We are watching the Euro attempt to stabilise in the mid-upper 1.15 range following its recent decline. While rising interest rate differentials offer some support, we must also consider the latest German ZEW Economic Sentiment survey, which shows investor morale has improved to 51.3, its highest since early 2024. This suggests underlying confidence despite the currency’s recent dip.
Given the expected range between 1.1520 support and 1.1680 resistance, we believe selling options premium is an attractive strategy for the coming weeks. An iron condor, perhaps selling the 1.1700 call spread and the 1.1500 put spread for August expiry, could capitalize on this period of consolidation. This approach profits if the EUR/USD stays between our sold strike prices before the options expire.

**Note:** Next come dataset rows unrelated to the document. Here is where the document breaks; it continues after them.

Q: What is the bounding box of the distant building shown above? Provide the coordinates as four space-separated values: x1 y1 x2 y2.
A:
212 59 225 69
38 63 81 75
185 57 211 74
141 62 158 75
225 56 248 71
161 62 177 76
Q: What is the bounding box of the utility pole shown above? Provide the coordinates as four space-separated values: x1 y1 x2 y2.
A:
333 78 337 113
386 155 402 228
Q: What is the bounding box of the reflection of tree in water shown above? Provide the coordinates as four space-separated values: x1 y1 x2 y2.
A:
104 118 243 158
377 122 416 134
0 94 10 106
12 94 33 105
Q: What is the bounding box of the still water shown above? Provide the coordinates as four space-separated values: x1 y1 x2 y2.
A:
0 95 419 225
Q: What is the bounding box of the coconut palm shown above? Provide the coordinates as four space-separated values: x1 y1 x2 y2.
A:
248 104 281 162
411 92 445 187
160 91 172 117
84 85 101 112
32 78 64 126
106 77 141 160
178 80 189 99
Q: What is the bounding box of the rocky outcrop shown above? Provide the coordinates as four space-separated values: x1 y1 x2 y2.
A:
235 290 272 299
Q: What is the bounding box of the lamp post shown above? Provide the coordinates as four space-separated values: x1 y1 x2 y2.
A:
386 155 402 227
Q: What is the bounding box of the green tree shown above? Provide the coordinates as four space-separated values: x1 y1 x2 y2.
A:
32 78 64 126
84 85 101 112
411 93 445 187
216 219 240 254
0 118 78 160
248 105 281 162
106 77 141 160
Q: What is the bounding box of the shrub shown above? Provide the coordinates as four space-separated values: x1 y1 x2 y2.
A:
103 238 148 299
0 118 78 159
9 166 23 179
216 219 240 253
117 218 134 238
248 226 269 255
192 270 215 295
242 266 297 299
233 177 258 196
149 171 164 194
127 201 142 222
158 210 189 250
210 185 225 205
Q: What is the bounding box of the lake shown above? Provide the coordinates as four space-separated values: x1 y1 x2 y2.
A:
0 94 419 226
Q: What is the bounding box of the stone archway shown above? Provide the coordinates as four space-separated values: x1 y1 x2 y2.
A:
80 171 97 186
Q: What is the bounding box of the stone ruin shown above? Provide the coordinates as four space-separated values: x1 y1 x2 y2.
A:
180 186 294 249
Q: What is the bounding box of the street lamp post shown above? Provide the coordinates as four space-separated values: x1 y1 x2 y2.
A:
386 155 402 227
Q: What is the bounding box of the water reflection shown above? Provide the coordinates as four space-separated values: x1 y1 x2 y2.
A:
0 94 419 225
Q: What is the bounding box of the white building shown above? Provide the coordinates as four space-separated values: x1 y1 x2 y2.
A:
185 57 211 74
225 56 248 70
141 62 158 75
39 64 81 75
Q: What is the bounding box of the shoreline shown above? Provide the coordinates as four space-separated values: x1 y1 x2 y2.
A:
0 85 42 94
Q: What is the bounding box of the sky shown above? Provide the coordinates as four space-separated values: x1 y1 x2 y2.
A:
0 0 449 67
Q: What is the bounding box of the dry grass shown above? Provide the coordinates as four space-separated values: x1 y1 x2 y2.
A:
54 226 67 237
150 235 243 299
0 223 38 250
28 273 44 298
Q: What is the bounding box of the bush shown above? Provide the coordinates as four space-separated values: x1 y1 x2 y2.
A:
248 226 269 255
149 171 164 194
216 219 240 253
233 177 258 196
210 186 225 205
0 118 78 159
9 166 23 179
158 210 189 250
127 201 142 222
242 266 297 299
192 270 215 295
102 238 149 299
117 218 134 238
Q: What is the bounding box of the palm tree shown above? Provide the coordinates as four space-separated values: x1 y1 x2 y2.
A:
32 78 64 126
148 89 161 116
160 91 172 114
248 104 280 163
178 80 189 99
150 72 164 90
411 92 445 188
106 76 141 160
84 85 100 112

With the preliminary July CPI figures due shortly, we anticipate a potential spike in volatility. Considering the European Central Bank’s own inflation forecasts are well above their 2% target, any surprise in the data could trigger a sharp market reaction. Traders could position for this by purchasing a short-dated straddle, which would profit from a significant price move in either direction.
We must be wary of the extended bullish positioning, which recent CFTC data shows as an $18.4bn net long. Historically, such crowded trades are susceptible to a rapid unwind, as seen during the sharp Euro drop in the third quarter of 2023. Therefore, purchasing out-of-the-money puts with a strike around 1.1450 could serve as a cost-effective hedge or a speculative bet on a long squeeze.
Conversely, the noted decline in risk reversals indicates a growing demand for call options relative to puts. This tells us that despite the crowded positioning, some traders are protecting against a powerful move higher. We could mirror this sentiment by implementing a bull call spread, perhaps buying the 1.1600 call and selling the 1.1750 call, to capture potential upside while defining our risk.